Predictive modelling

We have most experience in predictive modelling. We carried out our biggest projects so far in this particular field. They involved:

  1. Customer attrition modelling (Churn) - finance industry (data volume (around several millions observations) - ongoing project (since second quarter of 2017)
  2. Default probability for Structural Credit Risk - finance industry (around several millions observations) - this project took place in the first half of 2017
  3. Bookmaker risk analysis (around several millions observations) - second half of 2017

During these projects, we applied different algorithms, such as: random forests, neural networks, logistic regression, Stochastic Gradient Boosting and Support Vector Machines, among others.


We have run clustering analysis mostly in retail trade and construction industries (two separate projects at the turn of 2017 and 2018). We looked for the optimal division on uniform groups of clients, products and vendors.

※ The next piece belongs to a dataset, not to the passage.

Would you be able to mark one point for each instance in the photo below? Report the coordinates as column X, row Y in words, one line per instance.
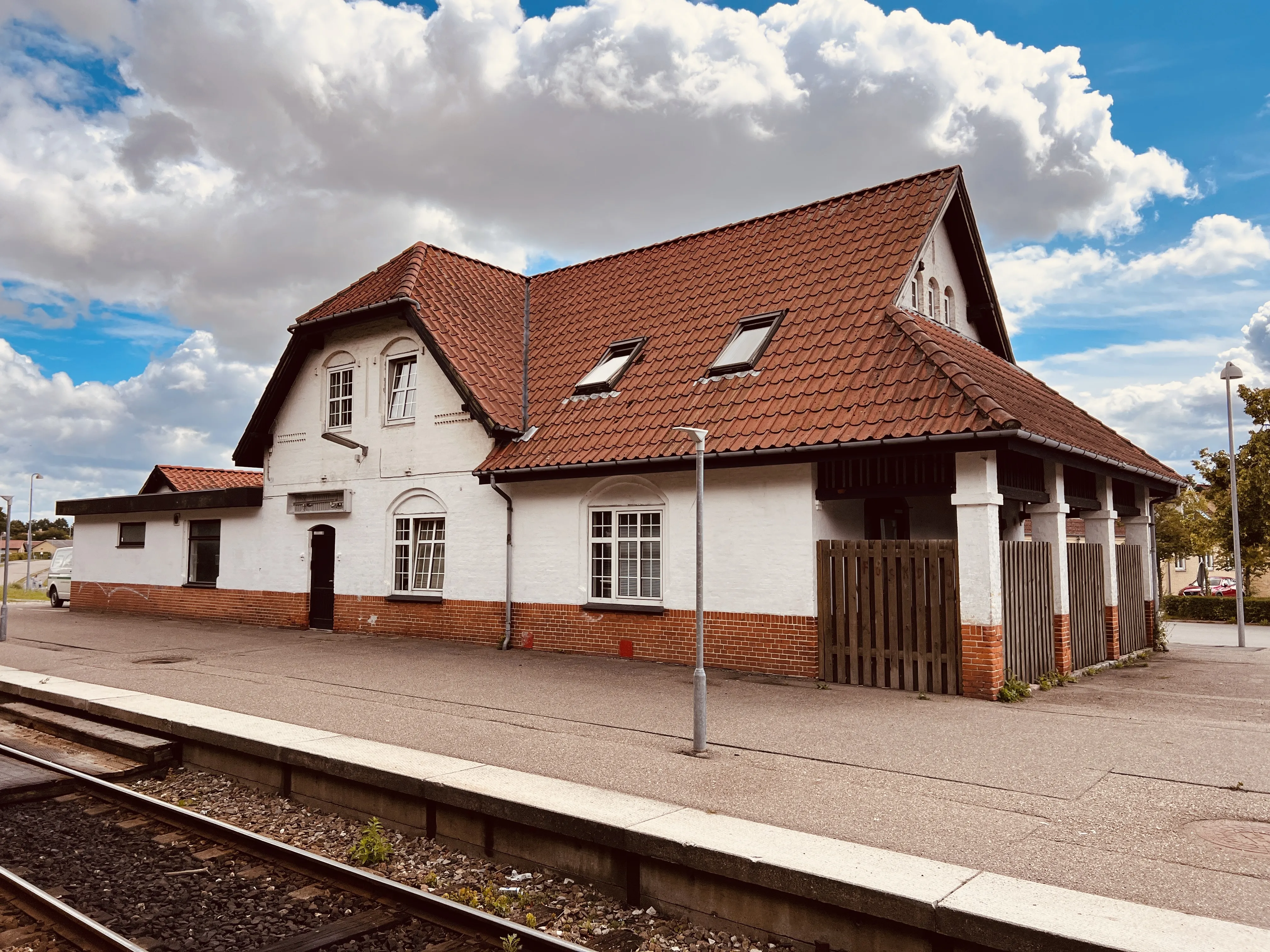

We usually used K-means and K-medoids algorithms, as well as hierarchical clustering. The analyses were carried out on data sets of up to a couple thousand observations.

Association analysis

We carried out three such projects in the retail business. The scope of analysis involved data set up to a couple thousand observations. One project took place at the start of 2017, and the other two at the turn of 2017 and 2018.

Simulation modelling

We made a model that ensured the optimization of processes and costs in face of uncertainty. It was a project for a manufacturing company, which had limited knowledge on future values of the parameters.

In order to optimize the operations, it required running estimations on the basis of multiple simulations. The data set involved several million observations. This project took place in the second half of 2017.

Text mining

An example of a text mining project involved supplying the data to unfinished sets and correcting incorrect strings on the basis of an available dictionary of possible values.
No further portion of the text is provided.